Johny es uno de los 500.000 niños soldados que militan en las guerras de los mayores. ¡Quinientos mil!. ¿Quién carga los fusiles de estas criaturas? He aquí lo que dice uno de los misioneros arriesgadamente comprometido en la peligrosísima tarea de rescatar niños soldados:
Por JUAN FERNÁNDEZ MARÍN
Acabo de llegar a mi casa después de una grata tertulia con Luis y Ángeles, padres de Angelín, que el domingo pasado hizo su Primera Comunión. Reconocen mis amigos que esto de la celebración de las comuniones se ha desbordado. Justamente lo que dice tanta gente pero a lo que nadie pone coto. Pensando en los disparados gastos y en las vanidosas barbaridades con que se deforma una celebración que debiera tener como orientación el Evangelio, me he acordado inevitablemente de Johny.
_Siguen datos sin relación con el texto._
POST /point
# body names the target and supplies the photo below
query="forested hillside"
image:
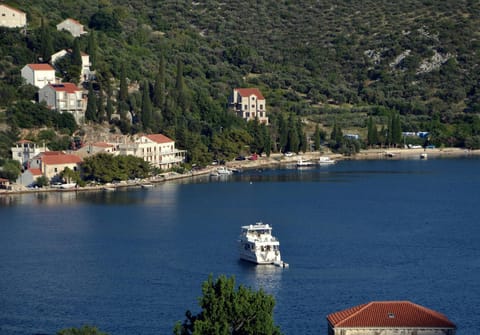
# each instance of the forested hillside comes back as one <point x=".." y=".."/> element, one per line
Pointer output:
<point x="333" y="63"/>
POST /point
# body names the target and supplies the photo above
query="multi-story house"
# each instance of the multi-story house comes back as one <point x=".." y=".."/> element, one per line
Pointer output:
<point x="38" y="75"/>
<point x="11" y="17"/>
<point x="249" y="104"/>
<point x="72" y="26"/>
<point x="24" y="150"/>
<point x="65" y="98"/>
<point x="389" y="318"/>
<point x="157" y="149"/>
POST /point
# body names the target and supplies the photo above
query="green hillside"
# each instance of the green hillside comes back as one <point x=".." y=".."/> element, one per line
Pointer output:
<point x="329" y="62"/>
Johny es un niño de Sierra Leona que juega a la guerra en vez de jugar a la pelota, como sería propio de un niño de diez años. Cuando tenía siete años le secuestró un grupo guerrillero. Primero fue utilizado como porteador de víveres y armas. Después, le entregaron un fusil y le enseñaron a disparar. «Yo me encargaba del control de la carretera -cuenta Johny- y nadie pasaba sin mi permiso. Si alguien desobedecía mis órdenes, le matábamos. Un día mandé bajar a la gente que viajaba en un autobús. Colgamos de un árbol al conductor, lo degollamos, a la vista de todos. Los jefes nos daban las órdenes y nosotros las obedecíamos».
Ahí queda la pregunta como una seria provocación a nuestro aburguesamiento. Que cada cual se examine. Yo, el primero. No puedo, como dicen algunos, ser cristiano a mi manera. Sólo hay una manera de ser cristiano: serlo a la manera de Cristo. Y eso pasa ineludiblemente por la fidelidad a sus exigencias, entre las que está la austeridad y el deber de compartir. |
En Sierra Leona y otros muchos lugares, miles de niños soldados, entre ellos Johny, practican una versión adulterada y macabra del “juego de las prendas”. El juego consiste en escribir en unas papeletas el nombre de las distintas partes del cuerpo. Se meten los papeles en un macuto y por turno se van extrayendo. Según las reglas del juego, cada uno deberá amputar a un prisionero el miembro que aparece en la papeleta. Como los niños soldados no saben escribir, introducen en el macuto palos marcados significando los miembros del cuerpo.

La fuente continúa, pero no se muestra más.